Long’s Peak Colorado ~ Walking on the Ceiling of the World
Hiking in the Rockies feels like walking on the ceiling of the world. You are so high up that you are looking down on mountain peaks. The wind pushes at you and you have to walk bent against it. But it is glorious.
Until it is not.
One day, my husband and I decided to hike up to Long’s Peak. Clouds like colophons hung above it. White and fluffy they formed clear emblems, signs that stood out against a background of deep azure. Two of them stood together dropping in the still air above the mountain. The morning fresh and bright was no harbinger of things to come
That was at nine in the morning. By twelve the clouds moved in. By one the storm rolled off the mountain, striking sparks of lightening upon the unwary, who enjoying their climb went above the timberline to the boulder field of the Diamond face.
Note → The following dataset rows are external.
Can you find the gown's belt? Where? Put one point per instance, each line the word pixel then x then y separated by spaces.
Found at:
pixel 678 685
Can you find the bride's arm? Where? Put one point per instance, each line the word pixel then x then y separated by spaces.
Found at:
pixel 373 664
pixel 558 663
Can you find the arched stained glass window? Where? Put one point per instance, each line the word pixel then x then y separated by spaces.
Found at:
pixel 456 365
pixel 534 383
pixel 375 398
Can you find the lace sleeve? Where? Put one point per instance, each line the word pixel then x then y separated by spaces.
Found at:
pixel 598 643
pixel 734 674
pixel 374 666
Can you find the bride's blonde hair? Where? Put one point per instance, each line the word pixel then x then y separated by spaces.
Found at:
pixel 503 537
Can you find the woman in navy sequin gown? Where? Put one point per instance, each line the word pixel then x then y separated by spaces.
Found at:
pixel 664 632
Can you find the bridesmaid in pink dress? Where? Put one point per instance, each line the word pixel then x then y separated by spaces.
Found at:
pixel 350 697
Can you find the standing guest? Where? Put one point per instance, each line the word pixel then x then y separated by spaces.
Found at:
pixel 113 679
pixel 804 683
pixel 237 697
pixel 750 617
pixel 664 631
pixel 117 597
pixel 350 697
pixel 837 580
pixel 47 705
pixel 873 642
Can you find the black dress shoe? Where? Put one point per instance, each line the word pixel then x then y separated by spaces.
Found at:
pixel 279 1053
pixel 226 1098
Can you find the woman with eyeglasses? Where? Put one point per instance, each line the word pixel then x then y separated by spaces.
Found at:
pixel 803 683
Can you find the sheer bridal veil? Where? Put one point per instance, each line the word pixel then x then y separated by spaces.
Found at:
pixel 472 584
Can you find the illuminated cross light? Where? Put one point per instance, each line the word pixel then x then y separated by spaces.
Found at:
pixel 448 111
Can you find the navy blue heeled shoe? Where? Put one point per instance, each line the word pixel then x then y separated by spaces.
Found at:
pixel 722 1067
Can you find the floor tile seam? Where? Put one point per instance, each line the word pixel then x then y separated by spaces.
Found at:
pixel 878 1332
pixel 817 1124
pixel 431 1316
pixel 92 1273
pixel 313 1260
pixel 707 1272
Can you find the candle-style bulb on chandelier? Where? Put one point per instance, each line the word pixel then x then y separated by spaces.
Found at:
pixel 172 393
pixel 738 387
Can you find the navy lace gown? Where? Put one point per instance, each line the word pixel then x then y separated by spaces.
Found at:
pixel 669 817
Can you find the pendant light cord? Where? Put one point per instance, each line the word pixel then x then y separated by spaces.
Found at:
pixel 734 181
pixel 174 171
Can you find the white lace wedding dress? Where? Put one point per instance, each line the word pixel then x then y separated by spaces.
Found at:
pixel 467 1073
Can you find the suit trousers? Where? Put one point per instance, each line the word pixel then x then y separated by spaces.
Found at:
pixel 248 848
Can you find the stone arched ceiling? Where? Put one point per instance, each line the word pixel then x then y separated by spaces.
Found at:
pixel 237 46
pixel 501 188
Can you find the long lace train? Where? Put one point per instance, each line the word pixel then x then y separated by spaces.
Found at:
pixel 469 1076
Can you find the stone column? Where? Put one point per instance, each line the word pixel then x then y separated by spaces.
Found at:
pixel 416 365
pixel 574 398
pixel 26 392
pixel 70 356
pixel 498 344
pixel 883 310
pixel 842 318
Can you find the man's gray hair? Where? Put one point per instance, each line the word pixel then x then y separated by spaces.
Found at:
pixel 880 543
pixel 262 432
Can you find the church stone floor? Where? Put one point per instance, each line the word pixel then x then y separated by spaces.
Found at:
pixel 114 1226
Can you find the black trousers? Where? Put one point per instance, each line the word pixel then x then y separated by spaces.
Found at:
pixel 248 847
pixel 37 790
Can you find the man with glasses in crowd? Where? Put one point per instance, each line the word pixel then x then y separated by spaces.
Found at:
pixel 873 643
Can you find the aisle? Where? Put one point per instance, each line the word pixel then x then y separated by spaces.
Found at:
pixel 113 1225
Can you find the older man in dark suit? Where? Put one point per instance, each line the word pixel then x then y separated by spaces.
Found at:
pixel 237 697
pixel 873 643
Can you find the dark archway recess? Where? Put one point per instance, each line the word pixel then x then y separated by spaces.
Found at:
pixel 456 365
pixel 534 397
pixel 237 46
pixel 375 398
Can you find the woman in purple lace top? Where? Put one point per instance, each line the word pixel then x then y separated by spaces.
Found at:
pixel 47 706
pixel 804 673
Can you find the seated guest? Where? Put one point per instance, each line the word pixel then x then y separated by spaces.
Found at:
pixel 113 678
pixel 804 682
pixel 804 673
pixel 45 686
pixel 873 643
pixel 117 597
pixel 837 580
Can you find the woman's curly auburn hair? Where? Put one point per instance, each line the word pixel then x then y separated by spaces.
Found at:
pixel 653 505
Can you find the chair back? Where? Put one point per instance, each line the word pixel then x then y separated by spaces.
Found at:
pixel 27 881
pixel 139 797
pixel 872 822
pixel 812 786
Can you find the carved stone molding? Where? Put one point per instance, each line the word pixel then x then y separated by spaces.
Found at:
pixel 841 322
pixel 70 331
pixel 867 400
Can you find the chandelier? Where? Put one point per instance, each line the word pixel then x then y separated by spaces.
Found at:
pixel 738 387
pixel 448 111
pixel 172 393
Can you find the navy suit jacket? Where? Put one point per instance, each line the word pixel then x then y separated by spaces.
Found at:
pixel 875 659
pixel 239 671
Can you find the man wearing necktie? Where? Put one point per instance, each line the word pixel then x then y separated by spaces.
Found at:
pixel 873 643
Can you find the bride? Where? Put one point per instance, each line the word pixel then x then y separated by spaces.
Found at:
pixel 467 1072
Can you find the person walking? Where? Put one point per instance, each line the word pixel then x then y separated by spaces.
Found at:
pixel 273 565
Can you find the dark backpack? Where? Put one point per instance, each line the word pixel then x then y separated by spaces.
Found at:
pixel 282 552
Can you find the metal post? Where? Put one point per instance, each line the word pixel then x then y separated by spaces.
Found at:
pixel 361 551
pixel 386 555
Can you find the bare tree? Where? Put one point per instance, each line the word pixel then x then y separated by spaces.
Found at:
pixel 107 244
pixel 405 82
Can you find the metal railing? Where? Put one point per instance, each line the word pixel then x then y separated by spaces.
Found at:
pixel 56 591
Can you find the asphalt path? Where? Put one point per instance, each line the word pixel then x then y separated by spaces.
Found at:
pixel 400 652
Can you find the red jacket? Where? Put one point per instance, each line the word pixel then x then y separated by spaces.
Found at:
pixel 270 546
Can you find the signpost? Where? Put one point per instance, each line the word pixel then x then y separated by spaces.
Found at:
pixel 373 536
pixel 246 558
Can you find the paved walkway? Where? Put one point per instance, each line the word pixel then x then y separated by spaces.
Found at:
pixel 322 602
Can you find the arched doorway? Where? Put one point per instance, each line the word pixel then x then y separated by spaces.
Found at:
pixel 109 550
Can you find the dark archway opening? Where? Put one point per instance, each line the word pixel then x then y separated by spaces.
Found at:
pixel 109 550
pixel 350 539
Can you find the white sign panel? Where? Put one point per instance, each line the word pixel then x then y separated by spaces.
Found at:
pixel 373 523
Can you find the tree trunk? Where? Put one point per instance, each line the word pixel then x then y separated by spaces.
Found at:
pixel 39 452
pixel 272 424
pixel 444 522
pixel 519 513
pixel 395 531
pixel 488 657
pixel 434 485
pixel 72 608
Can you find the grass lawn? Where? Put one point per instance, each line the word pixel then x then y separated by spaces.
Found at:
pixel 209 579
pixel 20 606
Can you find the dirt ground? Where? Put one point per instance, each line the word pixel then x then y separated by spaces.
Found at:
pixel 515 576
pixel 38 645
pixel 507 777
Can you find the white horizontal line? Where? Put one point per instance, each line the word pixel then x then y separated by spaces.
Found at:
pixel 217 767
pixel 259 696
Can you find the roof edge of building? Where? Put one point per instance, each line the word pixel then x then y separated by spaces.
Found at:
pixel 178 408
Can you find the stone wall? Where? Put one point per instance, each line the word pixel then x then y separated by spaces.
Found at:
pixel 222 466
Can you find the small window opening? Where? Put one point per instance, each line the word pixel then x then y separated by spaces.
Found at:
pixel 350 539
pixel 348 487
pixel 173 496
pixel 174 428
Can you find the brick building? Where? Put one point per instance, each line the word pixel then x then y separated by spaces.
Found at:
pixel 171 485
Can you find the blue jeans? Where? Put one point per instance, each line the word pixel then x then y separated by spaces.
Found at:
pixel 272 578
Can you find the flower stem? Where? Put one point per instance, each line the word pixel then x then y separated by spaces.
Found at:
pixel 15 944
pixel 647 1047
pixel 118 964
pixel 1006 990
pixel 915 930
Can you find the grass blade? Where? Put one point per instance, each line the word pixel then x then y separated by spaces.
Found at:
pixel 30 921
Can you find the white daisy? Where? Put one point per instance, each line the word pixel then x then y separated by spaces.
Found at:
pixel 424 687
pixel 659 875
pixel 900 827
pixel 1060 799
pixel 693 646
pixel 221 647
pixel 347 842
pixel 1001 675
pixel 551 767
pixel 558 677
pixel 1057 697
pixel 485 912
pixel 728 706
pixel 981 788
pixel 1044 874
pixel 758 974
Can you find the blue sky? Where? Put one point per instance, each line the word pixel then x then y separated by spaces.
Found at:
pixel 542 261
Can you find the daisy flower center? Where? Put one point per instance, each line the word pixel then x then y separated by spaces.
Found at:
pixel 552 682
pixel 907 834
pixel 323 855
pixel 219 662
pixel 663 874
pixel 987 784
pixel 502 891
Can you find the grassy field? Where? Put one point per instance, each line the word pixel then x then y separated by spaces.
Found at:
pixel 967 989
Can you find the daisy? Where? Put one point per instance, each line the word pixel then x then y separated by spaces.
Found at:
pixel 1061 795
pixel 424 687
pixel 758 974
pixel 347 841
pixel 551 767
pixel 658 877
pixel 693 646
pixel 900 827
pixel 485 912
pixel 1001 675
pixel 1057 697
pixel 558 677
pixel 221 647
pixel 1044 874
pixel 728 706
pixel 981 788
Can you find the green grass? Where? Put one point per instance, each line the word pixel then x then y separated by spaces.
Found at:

“No! No! Don’t go there,” said the hikers scampering down the mountainside. “There’s lightning! It’s dangerous!” they called as they scurried down the hill toward a blanket of trees.
So my husband and I turned reluctantly away from the beauties of Alpine plants, the high air, the rocky platform for viewing of surrounding mountains. We trudged downhill as the hail struck, fierce pellets of ice knifing us hard. After twenty minutes it morphed to rain. The dusty track turned viscous-squishy, churning mud onto legs and trouser bottoms.
At length we came to the Ranger’s hut.
“That was the worst hike I’ve experienced,” said my husband, “ever.”